Это был удар под дых, такой конкретный удар в солнечное сплетение. Теперь я был не только с развороченной грудиной, но и тщетно пытался отдышаться после известия о том, что жить мне теперь в вечном мраке. Я даже истерически смеялся. Хохотал до слез. Ко мне даже пришла вера в Бога. В то, что меня наказали. Конкретно так. По полной программе. Но я не собирался просить у него прощения. Все мои грехи совершены мною с высшей степенью удовольствия, и я не жалею ни об одном из них и повторил бы все снова. Я жалею только, что сгубил мою девочку и только у нее я буду просить прощения, не желая его получить ни в коей мере. Так как оно мне не положено. Если бы я мог отдать глаза, чтоб она была жива я бы так и сделал.

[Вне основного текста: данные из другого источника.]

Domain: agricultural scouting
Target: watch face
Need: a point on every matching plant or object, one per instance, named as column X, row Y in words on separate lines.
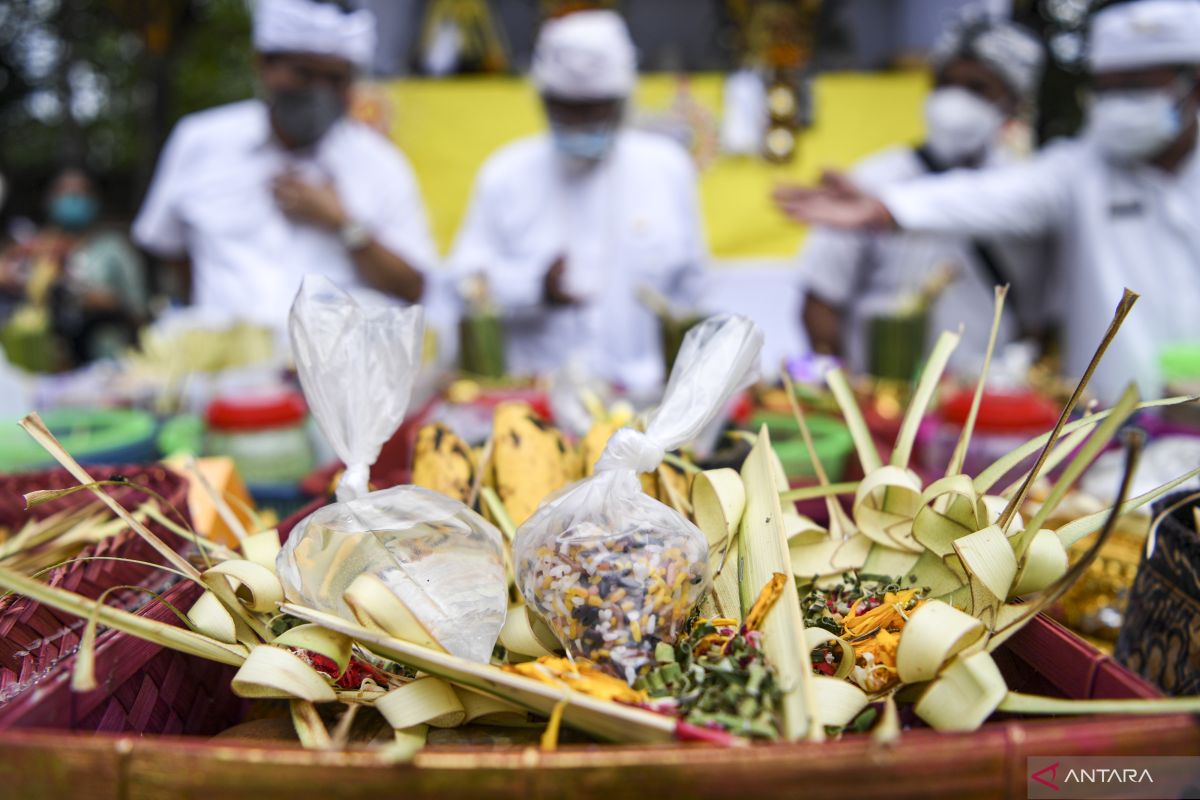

Я продолжал жить в своей яме, мне было плевать на врачей, на реабилитацию, на психиатров и психологов. Я даже не замечал, что мои дети практически ко мне не приходят, как и жена. Мне было не до них. Точнее, я терял счет времени и меньше всего мне хотелось, чтоб меня видели таким.
А еще я прекрасно знал, что из себя представляют мои отпрыски и не на что не рассчитывал. Скоро я совершенно перестану им быть интересен так как не смогу спонсировать их большие запросы.
Света пришла ко мне утром. После обхода. Пришла, долго мялась на пороге, потом мялась уже сидя в кресле, пока я не сказал все за нее.
— Я подпишу любое заявление. Можешь разводиться.
Она всхлипнула от удивления.
— Захар, я… я… как ты узнал и…
— Почувствовал, что наши желания взаимные. Я хотел это сделать еще до покушения. Так что собирай необходимые бумаги.
— До покушения? Это из-за этой сучки, да? Из-за дряни, которая жида в нашем доме? Не отпирайся, Захар… я все знаю. Между вами что-то было!
Я даже не поворачивался к ней, только пальцы сжал в кулаки.
— Это не твое дело. И обсуждать с тобой свою жизнь я не намерен.